Shanna Sissom
About a month ago Plainview pilot Ronnie Robbins read the story about a 7-year-old boy who dreams of flying and one day becoming a U.S. Navy aviator.
It reminded him of his own childhood passion for flying, when in about 1958 his dad paid the standard penny-a-pound for him and his brother to take their first airplane ride.
So he clipped the Herald story from the newspaper he read at a sandwich shop, deciding he’d get in touch with Albert Samarripa’s family and take the boy who’d never been aboard an airplane flying. But he misplaced the clipping, and days passed.
Albert’s grandmother, Olga Samarripa, had been taking him on trips to the Plainview-Hale County Airport over the summer, where the boy liked looking at airplanes and the U.S. Navy Sikorsky MH-53E Sea Dragon, which spend July there undergoing repairs. Since Olga grew up in a long-since demolished house on the airport grounds, those outings were sentimental for her.
Then on Friday afternoon, grandmother and grandson drove out to the airport and happened to meet Robbins, who remembered reading the story. He wanted to take Albert up for a ride. “When?” Olga Samarripa asked. “He said today’s the day.”
It had to be today, Robbins would later say that Friday evening. “It was destiny.”
Then just after 7 p.m. Albert buckled up in the backseat of his grandfather’s pickup, drawing pictures of airplanes on the way to the airport. The next time he would buckle up would be for take-off.
As friends and family — including Albert’s parents, Robbie and Joe Sammaripa Ramos — gathered around, Albert’s face lit up as he got near the Piper PA-12 Supercruiser, a 1946 model kept in the best of shape by Robbins, maintenance director for Rocket Aviation.
No one had to ask Albert to smile for the camera, and the grin wouldn’t leave as he buckled up in the small aircraft. Then the propellers started, and his adventure began.
“This is the best day of my life!” Albert said for the first of many times.
Robbins smiled.
“Every day is the best day of my life when I get to go flying,” Robbins replied.
The pair flew over downtown Plainview, Albert pointed on the ground to where his mom works, they looked for his house and school, viewed Greg Sherwood Memorial Bulldog Stadium from the air, and descended for a low-altitude look at a corn crop. Then there were a couple of fly-bys at the airport, where Albert would wave to his cheering family.

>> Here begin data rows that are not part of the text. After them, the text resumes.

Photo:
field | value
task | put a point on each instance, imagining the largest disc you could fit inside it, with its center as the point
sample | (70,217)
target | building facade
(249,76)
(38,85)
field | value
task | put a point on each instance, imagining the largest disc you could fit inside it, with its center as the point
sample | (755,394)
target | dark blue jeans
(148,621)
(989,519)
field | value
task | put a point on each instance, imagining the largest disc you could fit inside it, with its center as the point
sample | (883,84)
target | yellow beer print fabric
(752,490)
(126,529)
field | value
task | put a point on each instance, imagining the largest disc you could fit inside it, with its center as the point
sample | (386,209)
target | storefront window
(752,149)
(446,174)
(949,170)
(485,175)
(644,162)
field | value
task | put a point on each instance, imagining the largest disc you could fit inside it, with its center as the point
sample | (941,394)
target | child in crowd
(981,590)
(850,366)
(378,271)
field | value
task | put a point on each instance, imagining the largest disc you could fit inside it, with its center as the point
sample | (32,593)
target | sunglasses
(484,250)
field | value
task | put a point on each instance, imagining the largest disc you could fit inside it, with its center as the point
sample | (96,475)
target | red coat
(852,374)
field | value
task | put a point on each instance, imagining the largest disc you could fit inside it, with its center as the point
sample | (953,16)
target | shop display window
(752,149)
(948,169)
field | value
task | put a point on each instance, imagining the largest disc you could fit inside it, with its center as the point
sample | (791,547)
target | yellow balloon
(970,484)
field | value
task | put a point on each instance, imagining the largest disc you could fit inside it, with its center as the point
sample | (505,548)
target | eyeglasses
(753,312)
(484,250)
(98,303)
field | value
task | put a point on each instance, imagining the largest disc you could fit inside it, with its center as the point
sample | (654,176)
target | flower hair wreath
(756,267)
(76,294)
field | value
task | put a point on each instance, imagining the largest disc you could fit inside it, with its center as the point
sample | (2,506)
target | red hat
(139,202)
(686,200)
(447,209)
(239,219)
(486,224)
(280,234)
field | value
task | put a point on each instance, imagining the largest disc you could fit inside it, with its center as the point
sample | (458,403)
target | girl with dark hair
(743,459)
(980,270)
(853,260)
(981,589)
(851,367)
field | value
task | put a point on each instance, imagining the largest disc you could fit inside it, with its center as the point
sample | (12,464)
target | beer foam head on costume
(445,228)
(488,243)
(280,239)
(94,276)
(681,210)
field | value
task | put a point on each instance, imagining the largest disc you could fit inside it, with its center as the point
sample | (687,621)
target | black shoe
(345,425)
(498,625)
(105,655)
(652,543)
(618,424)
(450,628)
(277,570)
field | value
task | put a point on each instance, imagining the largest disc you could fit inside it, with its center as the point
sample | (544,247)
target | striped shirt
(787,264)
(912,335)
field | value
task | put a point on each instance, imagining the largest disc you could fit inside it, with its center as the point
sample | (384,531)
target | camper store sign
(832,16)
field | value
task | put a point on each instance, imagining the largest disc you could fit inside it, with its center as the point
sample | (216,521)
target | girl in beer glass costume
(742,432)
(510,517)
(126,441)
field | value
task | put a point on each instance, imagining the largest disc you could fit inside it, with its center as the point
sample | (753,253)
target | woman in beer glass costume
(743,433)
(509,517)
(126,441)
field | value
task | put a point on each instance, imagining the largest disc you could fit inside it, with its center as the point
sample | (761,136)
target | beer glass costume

Once the airplane landed, Albert explained he was more convinced than ever he wants to join the armed forces as a pilot one day.
“If he is focused on that goal, then he will make it,” Robbins later said.
So while Albert’s dream of riding on an airplane has been realized thanks to Robbins, becoming a pilot is a number of years on the horizon.
“When you become a pilot you can take us for a ride,” someone in the crowd of family and friends shouted.
Albert shook his head, indicating he would.
Before leaving, Albert hugged Robbins and thanked him for the ride. Everyone agreed Albert would remember that day forever.
“His dream came true, he got a ride,” Albert’s grandfather Pete Samarripa said, and everyone went to celebrate at the Dairy Queen.